Good modern architects have something which good U. S. communities want. This encouraging fact appeared two years ago in the appointment of Bauhaus-Founder Walter Gropius, professor in Harvard’s architectural department, last year in the opening of Chicago’s New Bauhaus. This week it appeared again when 33-year-old President Henry Townley Heald of Chicago’s Armour Institute announced that his tough technical school had hired Ludwig Mies van der Rohe of Berlin to direct its school of architecture.
Leathery, massy, meditative Mies van der Rohe is famed in Europe and the U. S.
for one beautiful house, at Brno, Czechoslovakia. He was Director of the Dessau Bauhaus from 1930 to 1933. On his first visit to the U. S. last year, his friend John Augur Holabird of the esteemed Chicago firm of Holabird & Root interested Mies van der Rohe in Chicago, the Armour Institute in Mies van der Rohe.
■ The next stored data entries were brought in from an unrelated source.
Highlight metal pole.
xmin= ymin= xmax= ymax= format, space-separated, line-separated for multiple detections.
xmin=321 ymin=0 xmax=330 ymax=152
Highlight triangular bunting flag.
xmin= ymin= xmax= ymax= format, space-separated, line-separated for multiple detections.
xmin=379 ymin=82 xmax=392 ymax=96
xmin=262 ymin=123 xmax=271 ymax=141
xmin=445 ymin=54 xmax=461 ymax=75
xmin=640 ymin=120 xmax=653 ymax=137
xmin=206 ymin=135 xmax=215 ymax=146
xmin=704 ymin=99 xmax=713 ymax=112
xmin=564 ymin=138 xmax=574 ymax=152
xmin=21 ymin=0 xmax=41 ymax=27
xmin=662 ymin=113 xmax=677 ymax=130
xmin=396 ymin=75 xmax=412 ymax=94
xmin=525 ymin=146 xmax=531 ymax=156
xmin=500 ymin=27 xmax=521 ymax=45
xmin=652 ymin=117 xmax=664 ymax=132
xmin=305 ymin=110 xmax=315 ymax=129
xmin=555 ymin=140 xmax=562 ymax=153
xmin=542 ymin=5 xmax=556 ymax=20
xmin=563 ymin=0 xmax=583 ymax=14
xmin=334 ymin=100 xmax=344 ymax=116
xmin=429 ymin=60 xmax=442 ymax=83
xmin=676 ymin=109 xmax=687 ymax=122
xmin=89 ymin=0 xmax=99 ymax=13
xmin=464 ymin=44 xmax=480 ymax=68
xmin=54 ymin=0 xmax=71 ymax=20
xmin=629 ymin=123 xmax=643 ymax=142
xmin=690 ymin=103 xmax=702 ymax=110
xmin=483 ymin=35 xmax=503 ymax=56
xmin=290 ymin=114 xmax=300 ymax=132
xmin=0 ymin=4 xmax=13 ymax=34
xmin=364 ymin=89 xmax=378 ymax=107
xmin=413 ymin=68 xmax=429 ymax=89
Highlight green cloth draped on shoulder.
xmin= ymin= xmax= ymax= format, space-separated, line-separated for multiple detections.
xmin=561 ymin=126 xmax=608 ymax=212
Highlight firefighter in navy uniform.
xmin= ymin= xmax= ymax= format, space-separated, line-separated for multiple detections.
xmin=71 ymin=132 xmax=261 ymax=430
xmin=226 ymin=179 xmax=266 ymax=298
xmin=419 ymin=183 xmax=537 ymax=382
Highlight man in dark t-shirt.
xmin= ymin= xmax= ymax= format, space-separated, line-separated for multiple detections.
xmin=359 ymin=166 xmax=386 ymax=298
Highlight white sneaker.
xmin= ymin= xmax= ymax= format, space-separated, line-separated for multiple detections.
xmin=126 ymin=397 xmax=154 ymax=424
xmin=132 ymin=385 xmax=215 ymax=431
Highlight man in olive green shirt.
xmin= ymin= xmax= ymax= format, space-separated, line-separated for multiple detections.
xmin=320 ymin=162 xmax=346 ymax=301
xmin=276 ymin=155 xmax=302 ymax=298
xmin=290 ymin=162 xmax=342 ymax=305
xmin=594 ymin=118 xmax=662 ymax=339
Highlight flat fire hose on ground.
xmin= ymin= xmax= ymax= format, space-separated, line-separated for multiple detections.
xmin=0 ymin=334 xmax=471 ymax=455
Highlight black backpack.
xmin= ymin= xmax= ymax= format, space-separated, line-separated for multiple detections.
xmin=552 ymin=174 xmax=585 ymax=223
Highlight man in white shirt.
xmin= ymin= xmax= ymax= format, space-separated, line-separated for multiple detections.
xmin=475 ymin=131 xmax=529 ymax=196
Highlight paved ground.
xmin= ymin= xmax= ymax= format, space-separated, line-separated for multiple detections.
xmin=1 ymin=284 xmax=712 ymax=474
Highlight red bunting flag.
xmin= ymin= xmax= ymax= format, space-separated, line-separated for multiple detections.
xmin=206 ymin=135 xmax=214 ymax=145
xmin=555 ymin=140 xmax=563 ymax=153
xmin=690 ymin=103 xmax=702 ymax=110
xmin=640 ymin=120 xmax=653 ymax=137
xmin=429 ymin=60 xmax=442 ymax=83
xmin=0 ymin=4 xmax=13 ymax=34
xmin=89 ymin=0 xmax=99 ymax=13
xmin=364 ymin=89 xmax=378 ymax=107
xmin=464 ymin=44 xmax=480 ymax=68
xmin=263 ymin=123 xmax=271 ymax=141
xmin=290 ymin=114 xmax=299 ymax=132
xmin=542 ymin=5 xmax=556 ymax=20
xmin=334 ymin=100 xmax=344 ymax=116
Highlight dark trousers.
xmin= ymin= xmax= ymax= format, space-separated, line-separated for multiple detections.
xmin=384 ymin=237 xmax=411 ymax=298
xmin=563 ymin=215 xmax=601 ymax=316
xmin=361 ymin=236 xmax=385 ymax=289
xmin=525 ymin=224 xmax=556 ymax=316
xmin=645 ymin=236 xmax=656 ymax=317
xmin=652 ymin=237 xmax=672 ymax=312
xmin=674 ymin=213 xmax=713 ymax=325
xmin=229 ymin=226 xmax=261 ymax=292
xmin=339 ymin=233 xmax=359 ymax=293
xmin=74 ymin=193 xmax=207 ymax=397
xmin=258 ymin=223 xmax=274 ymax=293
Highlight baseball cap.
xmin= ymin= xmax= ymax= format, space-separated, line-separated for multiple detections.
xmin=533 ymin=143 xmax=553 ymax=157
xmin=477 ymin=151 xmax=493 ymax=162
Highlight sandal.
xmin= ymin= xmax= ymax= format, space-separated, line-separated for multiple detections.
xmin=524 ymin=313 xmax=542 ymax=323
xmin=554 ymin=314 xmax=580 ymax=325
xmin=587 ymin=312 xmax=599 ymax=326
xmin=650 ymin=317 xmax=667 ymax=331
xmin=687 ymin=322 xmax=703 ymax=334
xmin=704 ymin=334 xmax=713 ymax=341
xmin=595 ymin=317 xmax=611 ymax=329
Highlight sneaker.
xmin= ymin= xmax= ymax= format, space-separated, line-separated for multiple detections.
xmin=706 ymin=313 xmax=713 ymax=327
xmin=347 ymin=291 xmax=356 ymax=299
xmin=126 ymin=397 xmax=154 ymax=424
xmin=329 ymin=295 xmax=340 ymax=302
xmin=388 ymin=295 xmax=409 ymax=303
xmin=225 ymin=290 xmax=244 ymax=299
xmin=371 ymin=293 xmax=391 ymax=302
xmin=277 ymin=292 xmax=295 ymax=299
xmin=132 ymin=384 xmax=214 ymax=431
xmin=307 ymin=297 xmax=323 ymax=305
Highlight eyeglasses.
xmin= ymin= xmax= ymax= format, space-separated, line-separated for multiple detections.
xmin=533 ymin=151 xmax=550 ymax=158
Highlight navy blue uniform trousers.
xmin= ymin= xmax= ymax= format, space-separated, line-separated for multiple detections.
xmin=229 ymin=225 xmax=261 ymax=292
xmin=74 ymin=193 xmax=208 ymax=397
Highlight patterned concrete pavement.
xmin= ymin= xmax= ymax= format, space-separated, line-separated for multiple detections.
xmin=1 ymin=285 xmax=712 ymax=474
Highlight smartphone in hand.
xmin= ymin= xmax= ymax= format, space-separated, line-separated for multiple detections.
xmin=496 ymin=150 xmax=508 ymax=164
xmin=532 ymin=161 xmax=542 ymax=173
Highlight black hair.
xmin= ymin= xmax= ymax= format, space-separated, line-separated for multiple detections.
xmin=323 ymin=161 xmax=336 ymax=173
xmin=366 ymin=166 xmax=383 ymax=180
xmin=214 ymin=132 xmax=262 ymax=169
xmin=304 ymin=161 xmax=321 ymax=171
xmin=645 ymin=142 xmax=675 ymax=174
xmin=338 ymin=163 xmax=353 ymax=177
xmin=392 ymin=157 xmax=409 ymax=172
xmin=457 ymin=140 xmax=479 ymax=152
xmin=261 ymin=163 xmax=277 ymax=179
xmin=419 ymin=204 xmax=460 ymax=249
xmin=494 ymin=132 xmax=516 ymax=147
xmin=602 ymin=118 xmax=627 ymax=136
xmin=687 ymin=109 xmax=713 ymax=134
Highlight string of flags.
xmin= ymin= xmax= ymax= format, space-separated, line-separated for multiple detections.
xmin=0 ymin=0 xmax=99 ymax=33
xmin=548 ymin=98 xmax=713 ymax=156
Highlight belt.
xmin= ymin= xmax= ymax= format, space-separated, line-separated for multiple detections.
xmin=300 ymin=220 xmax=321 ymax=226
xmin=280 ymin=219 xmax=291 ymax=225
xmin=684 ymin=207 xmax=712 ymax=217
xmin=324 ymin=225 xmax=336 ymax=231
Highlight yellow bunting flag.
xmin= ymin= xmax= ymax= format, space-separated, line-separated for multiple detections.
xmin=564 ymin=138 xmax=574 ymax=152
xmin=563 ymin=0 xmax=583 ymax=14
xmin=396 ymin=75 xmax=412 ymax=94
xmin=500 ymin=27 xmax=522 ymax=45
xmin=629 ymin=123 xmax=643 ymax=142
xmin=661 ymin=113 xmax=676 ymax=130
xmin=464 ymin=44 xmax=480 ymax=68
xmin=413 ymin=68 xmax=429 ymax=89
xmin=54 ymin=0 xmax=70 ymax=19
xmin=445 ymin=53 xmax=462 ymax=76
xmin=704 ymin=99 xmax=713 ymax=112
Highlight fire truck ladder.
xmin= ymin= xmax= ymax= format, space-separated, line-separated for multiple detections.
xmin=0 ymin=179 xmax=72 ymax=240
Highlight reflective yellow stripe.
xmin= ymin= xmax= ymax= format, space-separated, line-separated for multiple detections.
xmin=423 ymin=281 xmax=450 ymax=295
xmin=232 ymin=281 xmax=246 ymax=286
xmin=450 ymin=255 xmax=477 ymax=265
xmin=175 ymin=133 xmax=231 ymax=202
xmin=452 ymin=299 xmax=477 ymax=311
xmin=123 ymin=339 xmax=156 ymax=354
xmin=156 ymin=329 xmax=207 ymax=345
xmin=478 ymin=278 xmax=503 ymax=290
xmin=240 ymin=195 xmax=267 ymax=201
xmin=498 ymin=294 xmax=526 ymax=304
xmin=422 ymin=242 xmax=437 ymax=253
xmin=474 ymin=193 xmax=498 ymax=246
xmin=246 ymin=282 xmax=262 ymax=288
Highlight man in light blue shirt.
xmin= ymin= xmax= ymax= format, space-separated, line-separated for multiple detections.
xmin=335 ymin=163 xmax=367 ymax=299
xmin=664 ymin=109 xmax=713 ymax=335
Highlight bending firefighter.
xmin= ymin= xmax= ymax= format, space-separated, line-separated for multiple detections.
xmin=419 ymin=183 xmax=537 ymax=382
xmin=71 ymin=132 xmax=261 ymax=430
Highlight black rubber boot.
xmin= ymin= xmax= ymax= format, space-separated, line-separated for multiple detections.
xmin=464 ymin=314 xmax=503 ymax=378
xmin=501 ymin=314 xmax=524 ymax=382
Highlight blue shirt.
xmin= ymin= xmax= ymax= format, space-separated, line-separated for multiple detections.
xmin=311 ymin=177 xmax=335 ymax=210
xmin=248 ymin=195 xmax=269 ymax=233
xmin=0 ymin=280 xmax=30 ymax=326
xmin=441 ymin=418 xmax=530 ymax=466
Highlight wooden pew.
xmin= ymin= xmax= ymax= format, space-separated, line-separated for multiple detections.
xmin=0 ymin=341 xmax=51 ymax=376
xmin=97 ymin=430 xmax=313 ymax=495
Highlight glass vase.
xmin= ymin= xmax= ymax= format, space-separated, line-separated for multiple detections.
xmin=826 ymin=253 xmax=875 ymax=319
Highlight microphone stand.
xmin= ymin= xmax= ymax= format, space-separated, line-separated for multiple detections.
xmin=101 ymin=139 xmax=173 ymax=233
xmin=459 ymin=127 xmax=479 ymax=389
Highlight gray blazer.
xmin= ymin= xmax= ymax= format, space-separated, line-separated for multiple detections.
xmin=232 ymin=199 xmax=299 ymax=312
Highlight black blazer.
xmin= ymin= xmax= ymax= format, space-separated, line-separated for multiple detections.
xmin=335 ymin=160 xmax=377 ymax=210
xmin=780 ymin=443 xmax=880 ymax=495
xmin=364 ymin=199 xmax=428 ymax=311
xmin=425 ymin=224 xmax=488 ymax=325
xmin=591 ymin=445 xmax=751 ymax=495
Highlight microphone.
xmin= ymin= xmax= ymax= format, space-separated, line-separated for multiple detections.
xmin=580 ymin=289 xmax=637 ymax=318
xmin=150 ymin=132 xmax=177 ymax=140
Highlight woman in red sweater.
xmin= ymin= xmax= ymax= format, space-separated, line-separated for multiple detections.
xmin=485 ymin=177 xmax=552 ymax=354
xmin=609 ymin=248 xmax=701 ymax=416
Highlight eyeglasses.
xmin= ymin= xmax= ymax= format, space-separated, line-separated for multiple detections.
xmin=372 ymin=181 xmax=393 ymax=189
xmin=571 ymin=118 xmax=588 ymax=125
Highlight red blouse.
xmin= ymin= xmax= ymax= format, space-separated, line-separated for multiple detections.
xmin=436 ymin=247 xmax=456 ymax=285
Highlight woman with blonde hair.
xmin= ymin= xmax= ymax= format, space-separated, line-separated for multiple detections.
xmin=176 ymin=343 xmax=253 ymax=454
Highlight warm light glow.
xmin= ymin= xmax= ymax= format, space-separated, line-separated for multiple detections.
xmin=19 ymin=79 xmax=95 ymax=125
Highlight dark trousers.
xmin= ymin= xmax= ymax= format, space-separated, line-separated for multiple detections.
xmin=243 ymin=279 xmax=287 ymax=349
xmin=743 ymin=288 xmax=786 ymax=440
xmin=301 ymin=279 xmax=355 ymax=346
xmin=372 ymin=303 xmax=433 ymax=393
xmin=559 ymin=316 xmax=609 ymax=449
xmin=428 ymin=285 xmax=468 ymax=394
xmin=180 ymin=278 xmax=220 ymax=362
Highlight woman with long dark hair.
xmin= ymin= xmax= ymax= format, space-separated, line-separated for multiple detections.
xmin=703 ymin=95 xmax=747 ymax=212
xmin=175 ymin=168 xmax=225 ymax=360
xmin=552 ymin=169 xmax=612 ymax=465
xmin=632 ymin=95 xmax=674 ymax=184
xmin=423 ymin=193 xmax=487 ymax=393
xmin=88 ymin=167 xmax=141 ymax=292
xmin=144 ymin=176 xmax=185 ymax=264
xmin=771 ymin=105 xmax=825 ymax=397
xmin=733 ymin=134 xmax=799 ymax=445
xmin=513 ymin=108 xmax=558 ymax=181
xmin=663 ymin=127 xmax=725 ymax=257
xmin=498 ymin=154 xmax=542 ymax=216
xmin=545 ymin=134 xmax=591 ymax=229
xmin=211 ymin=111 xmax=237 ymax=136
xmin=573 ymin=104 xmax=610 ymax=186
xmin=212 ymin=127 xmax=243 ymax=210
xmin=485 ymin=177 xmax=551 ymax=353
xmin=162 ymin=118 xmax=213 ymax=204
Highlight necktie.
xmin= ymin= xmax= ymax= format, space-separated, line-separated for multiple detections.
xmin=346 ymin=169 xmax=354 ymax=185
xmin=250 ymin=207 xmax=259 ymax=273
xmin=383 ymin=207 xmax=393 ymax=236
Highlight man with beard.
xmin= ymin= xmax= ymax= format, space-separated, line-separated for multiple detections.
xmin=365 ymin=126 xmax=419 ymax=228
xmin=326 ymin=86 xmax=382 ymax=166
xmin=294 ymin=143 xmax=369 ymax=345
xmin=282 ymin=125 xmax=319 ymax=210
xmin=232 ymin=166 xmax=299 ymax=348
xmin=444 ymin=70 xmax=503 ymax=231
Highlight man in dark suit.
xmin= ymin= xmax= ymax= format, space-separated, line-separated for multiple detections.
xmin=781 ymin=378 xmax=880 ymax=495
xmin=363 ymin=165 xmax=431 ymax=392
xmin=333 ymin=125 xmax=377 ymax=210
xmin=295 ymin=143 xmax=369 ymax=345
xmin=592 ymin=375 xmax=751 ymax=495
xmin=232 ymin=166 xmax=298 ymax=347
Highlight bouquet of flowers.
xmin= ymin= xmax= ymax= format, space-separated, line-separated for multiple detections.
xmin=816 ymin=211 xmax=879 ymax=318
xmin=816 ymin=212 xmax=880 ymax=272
With Architect van der Rohe at Armour this month will be two other old Bauhaus men, Ludwig Hilberseimer, expert on city planning, and Walter Peterhans, technician in photography. Under this triumvirate Armour students will tackle a trivium: materials, functions, design. As to what is expected of them: “[This educational method] would serve no purpose,” says Mies van der Rohe, “unless … it were to lead without fail to a clear and un equivocal spiritual orientation.”